The trial was broadcast live, receiving extensive
international media attention, and was open to the public. Eileen Azif, a New
York exchange student studying at Hebrew University at the time, attended the
proceedings for several days.
“I clearly remember the image of this man
with headphones [for translation from Hebrew to German] sitting very still
behind a glass booth.
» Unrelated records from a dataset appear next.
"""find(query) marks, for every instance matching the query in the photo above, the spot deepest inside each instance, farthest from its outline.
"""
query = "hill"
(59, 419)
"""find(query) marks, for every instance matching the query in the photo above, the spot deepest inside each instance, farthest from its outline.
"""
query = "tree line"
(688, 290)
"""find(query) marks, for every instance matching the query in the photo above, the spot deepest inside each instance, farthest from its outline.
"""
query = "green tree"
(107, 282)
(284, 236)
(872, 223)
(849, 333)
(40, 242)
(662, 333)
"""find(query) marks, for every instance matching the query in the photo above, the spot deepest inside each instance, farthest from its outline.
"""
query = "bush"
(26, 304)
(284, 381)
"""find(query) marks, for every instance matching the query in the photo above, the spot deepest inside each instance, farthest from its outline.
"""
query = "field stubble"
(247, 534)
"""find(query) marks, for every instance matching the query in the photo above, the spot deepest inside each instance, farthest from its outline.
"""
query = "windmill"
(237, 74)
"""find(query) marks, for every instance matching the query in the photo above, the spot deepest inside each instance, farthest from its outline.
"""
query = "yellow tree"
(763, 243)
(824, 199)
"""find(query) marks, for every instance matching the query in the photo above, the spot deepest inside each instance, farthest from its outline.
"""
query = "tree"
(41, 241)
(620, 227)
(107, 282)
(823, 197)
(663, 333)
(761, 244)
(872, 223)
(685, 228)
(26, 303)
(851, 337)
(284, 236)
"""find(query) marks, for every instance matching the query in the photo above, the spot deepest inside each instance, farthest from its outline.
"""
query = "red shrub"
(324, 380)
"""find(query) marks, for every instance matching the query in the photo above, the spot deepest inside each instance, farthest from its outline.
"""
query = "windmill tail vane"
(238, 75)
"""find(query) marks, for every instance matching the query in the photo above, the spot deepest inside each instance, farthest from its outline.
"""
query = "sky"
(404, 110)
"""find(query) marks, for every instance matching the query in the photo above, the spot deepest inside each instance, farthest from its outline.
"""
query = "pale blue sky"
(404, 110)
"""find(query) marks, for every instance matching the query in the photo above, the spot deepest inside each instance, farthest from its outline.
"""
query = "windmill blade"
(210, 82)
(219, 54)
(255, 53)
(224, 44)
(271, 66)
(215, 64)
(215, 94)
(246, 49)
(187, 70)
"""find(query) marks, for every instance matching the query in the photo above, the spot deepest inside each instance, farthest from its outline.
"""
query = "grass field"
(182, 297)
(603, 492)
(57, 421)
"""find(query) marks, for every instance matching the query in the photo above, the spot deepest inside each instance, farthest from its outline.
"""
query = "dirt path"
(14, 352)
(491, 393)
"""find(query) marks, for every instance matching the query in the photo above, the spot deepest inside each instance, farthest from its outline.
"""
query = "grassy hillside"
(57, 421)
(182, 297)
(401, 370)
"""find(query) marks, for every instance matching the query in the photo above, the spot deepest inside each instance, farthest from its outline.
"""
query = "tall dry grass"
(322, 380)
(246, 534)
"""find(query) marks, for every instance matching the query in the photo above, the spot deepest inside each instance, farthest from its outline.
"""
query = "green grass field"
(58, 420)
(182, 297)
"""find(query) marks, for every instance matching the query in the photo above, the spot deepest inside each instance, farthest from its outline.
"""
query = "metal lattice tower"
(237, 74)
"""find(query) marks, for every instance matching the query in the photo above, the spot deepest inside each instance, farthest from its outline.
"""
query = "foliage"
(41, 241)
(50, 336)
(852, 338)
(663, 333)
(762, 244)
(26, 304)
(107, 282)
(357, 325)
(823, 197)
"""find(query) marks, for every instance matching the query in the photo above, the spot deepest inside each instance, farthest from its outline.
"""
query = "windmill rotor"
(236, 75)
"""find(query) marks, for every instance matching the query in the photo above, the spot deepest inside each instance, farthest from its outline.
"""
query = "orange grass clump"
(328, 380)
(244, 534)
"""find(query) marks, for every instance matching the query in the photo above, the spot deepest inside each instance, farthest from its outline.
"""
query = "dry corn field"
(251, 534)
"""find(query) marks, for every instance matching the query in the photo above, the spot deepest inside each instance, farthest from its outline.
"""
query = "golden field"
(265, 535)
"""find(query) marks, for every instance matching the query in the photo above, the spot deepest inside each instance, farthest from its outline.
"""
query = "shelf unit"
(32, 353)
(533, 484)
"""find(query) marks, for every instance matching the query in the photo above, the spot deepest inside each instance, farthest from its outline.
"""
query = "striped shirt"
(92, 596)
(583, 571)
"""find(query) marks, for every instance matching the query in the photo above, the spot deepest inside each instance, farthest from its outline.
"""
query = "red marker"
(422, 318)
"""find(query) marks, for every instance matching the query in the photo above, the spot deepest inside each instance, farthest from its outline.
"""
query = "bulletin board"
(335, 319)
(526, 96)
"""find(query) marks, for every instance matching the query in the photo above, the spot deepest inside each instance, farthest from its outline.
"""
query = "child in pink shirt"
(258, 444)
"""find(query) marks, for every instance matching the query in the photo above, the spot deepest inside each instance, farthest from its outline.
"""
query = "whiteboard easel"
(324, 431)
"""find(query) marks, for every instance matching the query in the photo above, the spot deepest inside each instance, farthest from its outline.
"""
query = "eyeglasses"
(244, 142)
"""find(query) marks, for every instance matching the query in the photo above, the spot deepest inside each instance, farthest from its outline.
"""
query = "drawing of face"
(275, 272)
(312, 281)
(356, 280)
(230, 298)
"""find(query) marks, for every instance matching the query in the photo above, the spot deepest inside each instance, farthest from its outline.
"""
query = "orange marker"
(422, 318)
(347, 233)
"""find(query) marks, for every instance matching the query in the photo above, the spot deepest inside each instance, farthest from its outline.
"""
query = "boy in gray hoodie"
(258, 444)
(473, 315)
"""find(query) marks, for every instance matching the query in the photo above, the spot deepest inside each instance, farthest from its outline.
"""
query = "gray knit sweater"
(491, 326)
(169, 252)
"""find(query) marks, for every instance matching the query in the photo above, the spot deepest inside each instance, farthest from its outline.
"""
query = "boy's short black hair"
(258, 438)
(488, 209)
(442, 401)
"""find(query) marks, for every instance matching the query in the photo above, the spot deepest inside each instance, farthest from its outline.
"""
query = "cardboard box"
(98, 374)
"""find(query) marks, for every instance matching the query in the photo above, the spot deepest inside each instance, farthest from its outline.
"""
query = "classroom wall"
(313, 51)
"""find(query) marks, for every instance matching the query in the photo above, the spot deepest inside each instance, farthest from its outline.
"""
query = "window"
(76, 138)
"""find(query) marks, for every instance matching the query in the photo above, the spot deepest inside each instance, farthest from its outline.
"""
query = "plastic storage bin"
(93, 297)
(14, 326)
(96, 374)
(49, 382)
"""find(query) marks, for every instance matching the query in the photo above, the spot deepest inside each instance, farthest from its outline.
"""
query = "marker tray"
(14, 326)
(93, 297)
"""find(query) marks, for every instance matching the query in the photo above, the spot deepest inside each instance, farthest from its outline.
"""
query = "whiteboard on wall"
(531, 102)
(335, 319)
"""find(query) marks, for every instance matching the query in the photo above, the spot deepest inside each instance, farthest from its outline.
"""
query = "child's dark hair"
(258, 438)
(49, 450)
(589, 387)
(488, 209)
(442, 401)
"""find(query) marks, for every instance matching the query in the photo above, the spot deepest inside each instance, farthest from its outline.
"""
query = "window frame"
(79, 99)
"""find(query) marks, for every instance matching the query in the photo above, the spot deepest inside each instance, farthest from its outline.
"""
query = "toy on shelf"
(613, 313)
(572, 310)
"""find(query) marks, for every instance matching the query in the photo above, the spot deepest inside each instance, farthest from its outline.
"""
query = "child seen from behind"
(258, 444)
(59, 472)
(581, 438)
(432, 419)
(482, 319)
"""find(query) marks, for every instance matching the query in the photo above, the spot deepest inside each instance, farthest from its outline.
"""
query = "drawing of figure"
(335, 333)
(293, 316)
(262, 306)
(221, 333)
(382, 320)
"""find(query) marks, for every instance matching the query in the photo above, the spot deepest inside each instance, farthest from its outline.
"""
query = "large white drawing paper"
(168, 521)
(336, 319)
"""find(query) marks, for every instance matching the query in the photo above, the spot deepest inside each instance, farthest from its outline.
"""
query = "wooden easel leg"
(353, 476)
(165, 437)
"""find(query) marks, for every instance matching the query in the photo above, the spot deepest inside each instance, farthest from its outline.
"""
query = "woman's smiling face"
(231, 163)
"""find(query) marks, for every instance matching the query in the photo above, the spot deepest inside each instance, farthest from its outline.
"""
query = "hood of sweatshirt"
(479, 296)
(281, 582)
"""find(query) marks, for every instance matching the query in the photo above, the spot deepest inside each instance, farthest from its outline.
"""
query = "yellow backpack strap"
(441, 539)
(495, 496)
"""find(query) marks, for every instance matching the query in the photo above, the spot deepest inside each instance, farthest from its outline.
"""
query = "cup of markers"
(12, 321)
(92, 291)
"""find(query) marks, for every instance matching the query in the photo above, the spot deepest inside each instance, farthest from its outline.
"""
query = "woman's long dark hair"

He never moved a muscle,” she recalled.
Mickey
Goldman was a member of Israeli Police Bureau 6, which was set up to prepare
witnesses for testimony.
“Eichmann never accepted blame or showed any
remorse for his acts, not during the investigation, not during the trial and not
before his death,” he said. “On the day of his execution, at which I was
present, he refused to confess.”
Adolf Eichmann was convicted on 15
criminal charges, including crimes against the Jewish people and humanity. He
was sentenced to death on June 1, 1962. His body was cremated and the ashes were
scattered at sea, beyond Israel’s territorial waters – very much like the
disposal of the remains of Osama bin Laden by the US in 2011 – in order to
prevent his burial place from becoming a memorial site. The execution of Adolf
Eichmann is the only time that Israel has enacted a death sentence.
The
Eichmann exhibition is one of several events being organized this week by the
Israeli Mission to the United Nations and the UN Holocaust program. On April 23,
there will be a roundtable discussion on the Eichmann trail with Minister Yossi
Peled, Nobel Laureate Elie Wiesel and Amos Hausner, an attorney and son of the
trial’s chief prosecutor Gideon Hausner.
The exhibition, With me are six
million accusers: The Eichmann Trial in Jerusalem, is curated by Yad Vashem. It
will be on view at the United Nations in New York through May 28, 2012.